Uma outra vez: em vez da casa, foi proposta a inauguração do tal Centro Interpretativo do Estado Novo, na Escola-Cantina Salazar. Em setembro de 2019, o parlamento, condenou a criação desse museu, com os votos favoráveis da esquerda e a abstenção do PSD e do CDS.

De acordo com o voto de condenação (escrito pelo grupo parlamentar do PCP):

Ainda que autodenominado de «centro interpretativo» e criado sob o pretexto de um projeto académico, mas com um espólio baseado em objetos pessoais do ditador, tal instalação, desprovida de elementos de denúncia real da natureza da ditadura fascista que durante quase meio século oprimiu o povo português, liquidou as mais elementares liberdades, condenou o nosso país ao atraso e à miséria, reprimiu, torturou e assassinou, mais não seria, a ser concretizada, do que um local de romaria de antigos saudosistas da ditadura e de novos apoiantes de uma extrema-direita que se pretende assumir cada vez mais como ameaça à democracia.

A questão do espólio baseado em objetos pessoais não é de somenos importância. Tal como não é a forma como o discurso do museu vai ser construído. Como seriam mostrados esses objetos? E como seriam vistos e entendidos? Não é arriscado dizer que serviriam para humanizar Salazar, para o tornar mais próximo. Para que servem, então, esses objetos pessoais do ditador à História do que foi o Estado Novo?

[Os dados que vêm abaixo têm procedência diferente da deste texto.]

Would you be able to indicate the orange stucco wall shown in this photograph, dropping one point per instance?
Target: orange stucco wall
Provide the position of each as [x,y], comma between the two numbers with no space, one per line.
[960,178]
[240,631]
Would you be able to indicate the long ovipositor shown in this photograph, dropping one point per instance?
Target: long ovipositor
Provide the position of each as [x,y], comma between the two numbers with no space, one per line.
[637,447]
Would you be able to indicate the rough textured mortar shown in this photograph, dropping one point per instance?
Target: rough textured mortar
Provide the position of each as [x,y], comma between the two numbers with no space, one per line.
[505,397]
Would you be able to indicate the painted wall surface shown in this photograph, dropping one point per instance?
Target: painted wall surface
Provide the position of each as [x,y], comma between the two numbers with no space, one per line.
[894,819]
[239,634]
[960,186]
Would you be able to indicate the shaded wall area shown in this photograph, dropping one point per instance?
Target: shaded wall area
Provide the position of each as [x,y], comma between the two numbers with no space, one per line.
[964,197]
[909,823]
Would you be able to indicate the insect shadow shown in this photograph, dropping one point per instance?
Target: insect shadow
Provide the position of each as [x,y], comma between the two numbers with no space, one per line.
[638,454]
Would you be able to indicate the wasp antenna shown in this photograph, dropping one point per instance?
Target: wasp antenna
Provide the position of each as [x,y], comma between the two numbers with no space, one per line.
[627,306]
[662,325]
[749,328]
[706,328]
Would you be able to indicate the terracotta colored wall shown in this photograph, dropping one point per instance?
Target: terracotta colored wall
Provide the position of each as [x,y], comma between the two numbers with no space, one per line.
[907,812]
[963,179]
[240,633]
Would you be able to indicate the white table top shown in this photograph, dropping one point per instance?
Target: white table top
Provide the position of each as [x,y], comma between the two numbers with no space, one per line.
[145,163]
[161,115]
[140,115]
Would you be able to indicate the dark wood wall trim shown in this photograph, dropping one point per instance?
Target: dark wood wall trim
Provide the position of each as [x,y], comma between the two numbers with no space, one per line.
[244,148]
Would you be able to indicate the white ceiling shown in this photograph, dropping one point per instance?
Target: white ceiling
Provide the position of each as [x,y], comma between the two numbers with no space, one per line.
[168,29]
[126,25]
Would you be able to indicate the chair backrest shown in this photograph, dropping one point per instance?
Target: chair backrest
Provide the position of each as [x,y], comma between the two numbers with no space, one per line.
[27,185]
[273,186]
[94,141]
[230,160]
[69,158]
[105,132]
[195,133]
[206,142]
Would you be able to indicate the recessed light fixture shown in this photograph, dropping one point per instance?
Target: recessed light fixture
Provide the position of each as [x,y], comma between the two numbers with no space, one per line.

E porque a questão de onde se pensa fazer este centro não é inócua, considero importante relembrar os argumentos do historiador Miguel Cardina, no artigo do jornal Público, de 5 de setembro de 2019: «(...) fazer um centro interpretativo no Vimieiro não é igual a fazê-lo num outro local qualquer.» Ou ainda, como argumenta Cardina, este centro estaria inserido num «complexo memorial»: «Teremos em redor os espaços onde Salazar se fez moço, a casa de Salazar e da sua família, os seus objetos domésticos, a campa rasa destinada a atestar essa imagem de um político que soube representar-se como antipolítico, um humilde servidor da nação que só com ela se casou. Esta imagem, que Salazar e as elites propagandísticas do regime cuidadosamente criaram, é ainda hoje preservada em setores consideráveis da população.»

Por tudo isto e por muito mais, não é este o lugar, esta Escola-Cantina, para um museu ou para um centro interpretativo sobre o regime estadonovista. Queremos espaços que se abram ao diálogo crítico e que articulem passados e ideias de futuro.


A autora escreve ao abrigo do Acordo Ortográfico de 1990 (AO90)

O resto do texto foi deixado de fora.